Frankly, my first guess was something post apocalyptic. No, normally one wouldn’t think so but I delved into the film right in, and had not the slightest clue of what it is about.

So, here is the plot of the film. Room is the story of Joy Newsome (Brie Larson) who gets held hostage and eventually raped by a man who locks her up in his garden shed (room) for seven years, where she gives birth to her son Jack (Jacob Tremblay), whose idea of the real world is that room until one day both of them break free, and instead struggle making amends with the real world.
Based on Emma Donoghue’s book Room, the film showcases a tremendously astonishing journey of a little kid trying to forget all what he knew about the world for five years and replace it with reality. But here’s the thing, Room almost poetically makes one think whether this world is real or not, or are we all kept here away from the real world.
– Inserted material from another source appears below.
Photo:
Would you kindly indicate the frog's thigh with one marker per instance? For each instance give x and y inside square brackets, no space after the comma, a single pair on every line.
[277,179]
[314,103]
Sure this idea wasn’t intended but my mind wanders, and so will yours if you ponder over the intricacies of the film.
Director Lenny Abrahamson uses hand-held fast paced shots in the beginning of the film as we get to know about the room, almost as if suggesting that this is pace works in this space, where a mother longs for her old life and a son literally thinks that out of this room is outer space.
Room holds attention through its camerawork, that gets berserk and trembles, and makes the viewer adapt to the tone of the film, with ease.
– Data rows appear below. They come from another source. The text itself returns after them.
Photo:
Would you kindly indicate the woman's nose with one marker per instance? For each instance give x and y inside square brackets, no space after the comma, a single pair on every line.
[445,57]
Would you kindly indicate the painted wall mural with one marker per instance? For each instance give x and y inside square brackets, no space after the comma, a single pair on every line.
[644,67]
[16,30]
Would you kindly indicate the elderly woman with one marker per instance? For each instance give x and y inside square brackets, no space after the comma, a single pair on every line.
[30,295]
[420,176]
Room tells you so much about immense possibility and consequences of something like kidnapping, through the lens of a five-year old, something I haven’t come across in a long long time.
Jacob Tremblay is beautiful as Jake in the film and his character shapes up so deeply and takes time to build up as it goes.
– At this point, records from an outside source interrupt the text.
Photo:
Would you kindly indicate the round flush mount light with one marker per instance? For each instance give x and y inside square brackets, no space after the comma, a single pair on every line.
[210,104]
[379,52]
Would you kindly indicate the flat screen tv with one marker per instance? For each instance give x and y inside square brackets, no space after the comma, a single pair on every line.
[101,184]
Brie Larson got an Academy Award for this one, and whosoever gave up on her too along with Captain Marvel is going to regret big time, when he spots her owning Joy Newsome’s character. Her playing a helpless girl and mother, is the closest to portraying the state of mind of a mentally and sexually harassed person.
Jack missing his room where he was held out of will, is an eerie example of how comfortable any surrounding can get if the illusion of it being “home” is fed to us. There’s enormous love, affection, warmth as well as devastation in the film.